Звон мечей постепенно затих. Спецназовец с Волобуевым тоже опустили оружие. Они были окружены почти двумястами распаленных кровью янычар. Ряды нападавших разомкнулись, пропуская всадника.
Это был Фонарщик собственной персоной. Презрительно оглядев окруженных с высоты своего положения, он молча бросил им под ноги отрубленную голову. На лице Олафа застыло выражение ожесточенности боя. Теперь уже навсегда.
— Говорил ему, через базар нельзя! — попенял Волобуев словно живому.
Наместник, по-прежнему не говоря ни слова, видно считал их недостойными его речи, сделал жест, и из-за его коня показались Кай и Инга, подталкивающие связанного Куцего.
— Бросайте мечи или ему конец! — Выкрикнула Инга засмеявшись. — Такая фамилия сгинет!
— А у тебя то какая фамилия? — Спросил Антон. — Уж не иудина ли?
— Ты разговариваешь с вельможной особой, презренный раб! — с взвизгиванием крикнула она. — Впрочем, я не должна понапрасну сердиться, тебя все равно скоро повесят.
Она приставила нож к сердцу пленника.
— Бросайте мечи, голытьба!
Волобуев выжидательно посмотрел на спецназовца.
— Что ты на меня уставился? — Крикнул тот и швырнул меч на землю.
Силач последовал его примеру, кинув дубину.
— Вот и прекрасно, — осклабилась Инга и мягко погрузила нож в беззащитное тело.
Не издав ни звука, Куцый рухнул на землю. Не сговариваясь, безоружные пленники рванулись вперед. У спецназовца была только одна мысль — задушить эту кровожадную кошку.
До Инги им добраться не дали. Сверху рухнула и погребла их своей тяжестью огромная сеть, каждое ячейка которой была кована в расчете и не та таких силачей.
Вдобавок, Антону просунули за заломленные назад руки толстенный лом.
Волобуев сипел, ворочаясь, словно проснувшийся медведь в берлоге, но и на него навалились, крутили руки.
— Я сейчас, Ледокол, — бормотал силач. — Подожди малость, сейчас всех поскидаю.
Но все усилия титана были напрасны, и они были туго спеленаты словно младенцы.
Совсем не так они планировали попасть в крепость. Крепко связанными их погрузили на поводы. Крепость они так и не увидели толком. Едва заехали во двор, как их стащили с телеги и сразу потащили в Голодоморню. Куда же еще.
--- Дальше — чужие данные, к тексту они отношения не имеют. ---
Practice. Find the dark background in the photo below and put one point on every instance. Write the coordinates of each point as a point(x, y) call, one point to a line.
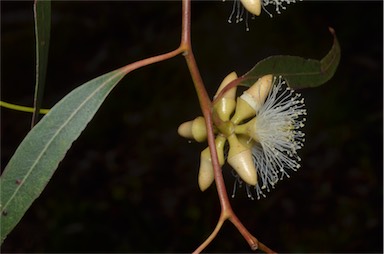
point(129, 183)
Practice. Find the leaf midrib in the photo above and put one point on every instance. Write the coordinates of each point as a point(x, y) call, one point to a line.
point(53, 137)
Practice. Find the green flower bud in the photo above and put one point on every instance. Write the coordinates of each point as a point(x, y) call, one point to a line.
point(194, 129)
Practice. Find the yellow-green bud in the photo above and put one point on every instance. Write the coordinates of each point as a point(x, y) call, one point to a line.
point(194, 129)
point(226, 104)
point(253, 6)
point(256, 94)
point(240, 158)
point(206, 174)
point(249, 103)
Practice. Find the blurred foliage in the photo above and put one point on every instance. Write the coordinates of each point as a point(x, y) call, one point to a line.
point(129, 183)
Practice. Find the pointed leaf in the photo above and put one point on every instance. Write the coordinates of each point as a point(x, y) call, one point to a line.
point(42, 16)
point(39, 154)
point(298, 72)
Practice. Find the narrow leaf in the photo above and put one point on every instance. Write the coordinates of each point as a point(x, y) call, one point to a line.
point(39, 154)
point(298, 72)
point(42, 16)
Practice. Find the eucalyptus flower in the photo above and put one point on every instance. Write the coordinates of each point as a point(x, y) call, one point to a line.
point(275, 135)
point(254, 7)
point(263, 130)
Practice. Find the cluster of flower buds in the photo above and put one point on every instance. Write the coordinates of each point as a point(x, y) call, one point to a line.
point(262, 128)
point(240, 153)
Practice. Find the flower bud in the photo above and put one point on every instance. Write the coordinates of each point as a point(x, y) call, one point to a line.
point(226, 104)
point(206, 174)
point(194, 129)
point(240, 158)
point(256, 94)
point(249, 103)
point(253, 6)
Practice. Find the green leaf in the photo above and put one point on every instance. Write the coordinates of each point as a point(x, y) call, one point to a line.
point(39, 154)
point(297, 71)
point(42, 16)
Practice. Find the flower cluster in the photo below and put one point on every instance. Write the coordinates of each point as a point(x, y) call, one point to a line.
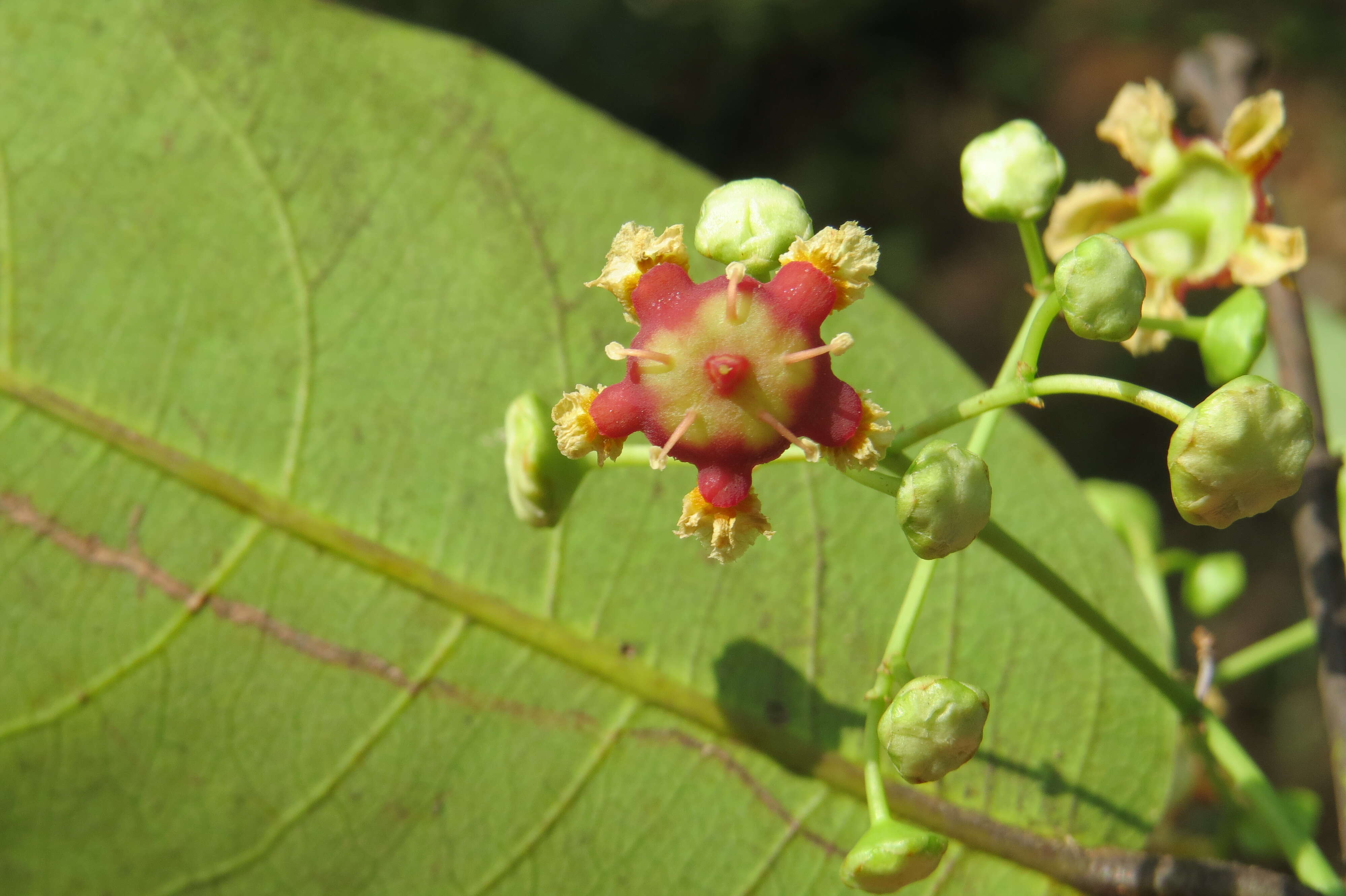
point(728, 375)
point(1197, 215)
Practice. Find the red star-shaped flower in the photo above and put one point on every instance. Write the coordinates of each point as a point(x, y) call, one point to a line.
point(726, 375)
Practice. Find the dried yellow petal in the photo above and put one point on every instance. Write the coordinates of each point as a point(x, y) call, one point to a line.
point(1161, 302)
point(869, 445)
point(1139, 123)
point(1256, 133)
point(728, 532)
point(577, 434)
point(1092, 207)
point(847, 255)
point(1269, 254)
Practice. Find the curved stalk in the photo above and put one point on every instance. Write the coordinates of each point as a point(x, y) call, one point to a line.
point(1191, 329)
point(1305, 858)
point(1273, 649)
point(1014, 394)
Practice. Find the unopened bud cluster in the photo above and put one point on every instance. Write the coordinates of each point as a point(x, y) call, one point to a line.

Башню защищали толстые стены, оставлявшие внутри совсем мало места. Мрачный подвал Голодоморни был еще меньше.
Близкие стены были черными от сажи чадящих факелов, сочились сыростью и были облеплены целыми зарослями мерзких на вид бледнокожих полипов.
Даже запертые за решеткой с прутьями в руку толщиной, пленники не были освобождены от пут. Наоборот, они были прикованы в сидячем положении к узким и неудобным деревянным скамьям.
Волобуев повел плечами, но цепи не поддались.
— Прости, Ледокол, подвел я тебя, — вздохнул силач.
— Не бери в голову, — оборвал Антон.
— Я виноват. Но когда нас будут казнить, я попрошу чтобы меня взяли первым, ты подольше поживешь, потому что со мной они долго промучаются.
Антону надоели изъявления преданности со стороны Волобуева, и он велел ему заткнуться, но тот все равно вздыхал и сокрушенно бормотал себе под нос. Он действительно чувствовал себя виноватым.
Загрохотала чугунная дверь наверху, и в подвале появилась странная фигура.